Peter is a pretty easy punching bag. Taking from the book “Lamb,” I once preached a sermon riffing on Peter’s name meaning “rock” and called him “dumb as a box of rocks Peter” throughout. That may have been too strong. He is certainly impetuous, but maybe not dumb. He’s quick to jump out of the boat, quick to answer Jesus’ questions, and in the Gospel lesson for Sunday, quick to tell Jesus he is wrong. It is pretty easy for the preacher to point to Peter and Jesus’ rebuke of him and say, “don’t be like Peter,” but the truth is, most of the time, most of us are right where Peter is.
His sin, you see, isn’t rebuking Jesus, but having his mind set on human things rather than divine things. I suspect most of us spend most of our time focused on the things of this world: money, power, success; rather than the things of God; justice, peace, and restoration.

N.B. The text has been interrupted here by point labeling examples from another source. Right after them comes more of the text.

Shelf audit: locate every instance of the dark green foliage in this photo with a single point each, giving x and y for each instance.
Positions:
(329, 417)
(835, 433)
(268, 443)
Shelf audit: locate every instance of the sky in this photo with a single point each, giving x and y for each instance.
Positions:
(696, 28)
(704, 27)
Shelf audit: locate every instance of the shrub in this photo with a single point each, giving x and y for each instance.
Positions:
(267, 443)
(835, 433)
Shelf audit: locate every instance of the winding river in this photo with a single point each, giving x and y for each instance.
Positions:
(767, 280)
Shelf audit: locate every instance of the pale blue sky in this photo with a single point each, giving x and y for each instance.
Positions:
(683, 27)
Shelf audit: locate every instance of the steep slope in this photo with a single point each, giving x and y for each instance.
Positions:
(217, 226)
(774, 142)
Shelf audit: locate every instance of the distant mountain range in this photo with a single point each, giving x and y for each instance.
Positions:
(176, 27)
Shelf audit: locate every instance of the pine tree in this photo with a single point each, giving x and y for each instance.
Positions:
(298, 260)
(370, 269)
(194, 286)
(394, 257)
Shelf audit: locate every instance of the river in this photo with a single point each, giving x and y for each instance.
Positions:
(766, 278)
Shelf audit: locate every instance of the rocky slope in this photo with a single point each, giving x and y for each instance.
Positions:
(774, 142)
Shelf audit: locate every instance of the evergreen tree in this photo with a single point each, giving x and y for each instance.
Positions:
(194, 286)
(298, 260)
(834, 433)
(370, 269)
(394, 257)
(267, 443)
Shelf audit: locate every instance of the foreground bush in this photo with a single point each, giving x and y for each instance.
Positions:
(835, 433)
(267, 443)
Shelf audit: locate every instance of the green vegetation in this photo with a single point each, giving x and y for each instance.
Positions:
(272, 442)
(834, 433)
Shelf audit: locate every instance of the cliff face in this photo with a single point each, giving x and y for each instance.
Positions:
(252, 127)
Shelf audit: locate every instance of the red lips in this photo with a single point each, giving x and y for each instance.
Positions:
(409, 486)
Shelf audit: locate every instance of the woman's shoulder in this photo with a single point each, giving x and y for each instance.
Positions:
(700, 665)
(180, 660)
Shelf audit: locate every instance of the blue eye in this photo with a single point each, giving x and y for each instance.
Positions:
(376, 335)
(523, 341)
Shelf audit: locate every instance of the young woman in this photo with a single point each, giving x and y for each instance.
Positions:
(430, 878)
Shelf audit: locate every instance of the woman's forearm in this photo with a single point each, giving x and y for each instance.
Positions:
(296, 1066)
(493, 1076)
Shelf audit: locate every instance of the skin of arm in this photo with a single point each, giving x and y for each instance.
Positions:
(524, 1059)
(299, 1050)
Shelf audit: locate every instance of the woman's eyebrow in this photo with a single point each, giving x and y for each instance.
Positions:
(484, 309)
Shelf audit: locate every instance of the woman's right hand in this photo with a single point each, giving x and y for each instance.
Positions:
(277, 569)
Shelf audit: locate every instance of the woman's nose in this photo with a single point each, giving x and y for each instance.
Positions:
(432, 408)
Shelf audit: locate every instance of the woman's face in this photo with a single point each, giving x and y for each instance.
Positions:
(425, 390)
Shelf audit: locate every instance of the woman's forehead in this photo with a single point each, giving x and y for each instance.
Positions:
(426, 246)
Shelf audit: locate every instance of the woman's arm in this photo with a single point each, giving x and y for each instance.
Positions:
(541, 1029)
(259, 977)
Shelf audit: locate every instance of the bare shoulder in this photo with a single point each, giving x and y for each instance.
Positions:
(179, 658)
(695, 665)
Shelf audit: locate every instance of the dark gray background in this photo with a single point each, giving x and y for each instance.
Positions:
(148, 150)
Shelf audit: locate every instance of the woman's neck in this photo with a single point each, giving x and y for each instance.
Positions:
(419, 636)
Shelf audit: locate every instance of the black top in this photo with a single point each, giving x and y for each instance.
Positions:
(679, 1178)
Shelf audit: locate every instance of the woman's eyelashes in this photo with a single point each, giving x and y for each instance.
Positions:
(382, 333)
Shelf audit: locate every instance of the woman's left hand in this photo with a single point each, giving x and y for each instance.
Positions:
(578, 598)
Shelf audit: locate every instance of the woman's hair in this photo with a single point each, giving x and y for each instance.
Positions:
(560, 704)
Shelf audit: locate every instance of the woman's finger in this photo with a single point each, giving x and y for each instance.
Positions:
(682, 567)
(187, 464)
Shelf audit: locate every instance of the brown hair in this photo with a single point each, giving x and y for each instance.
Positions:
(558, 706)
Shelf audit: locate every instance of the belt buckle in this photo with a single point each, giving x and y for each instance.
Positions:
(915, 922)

This seems particularly true the longer pandemic restrictions linger and more and more of us grow impatient. From our national leadership the focus on human things has trickled all the way down to the minimum wage worker. The mindset of our nation has been focused not on how to take care of one another, but how to keep the economy going so that money, power, and success can continue. Billionaires have made billions, but by making the powerless work to sell people the things they need and shorting the stock market to sell things they never owned. The most vulnerable have had to work, often without the necessary protections, in the name of the economy.
Our mindset is clearly set on human things. So, let’s stop short of laughing at Peter’s rebuke and wonder instead what Jesus might say to us in these (hopefully) waning days of the COVID-19 pandemic. How might we change our mindset? How can we focus on divine things, even as we still have to pay bills, feed ourselves and our families.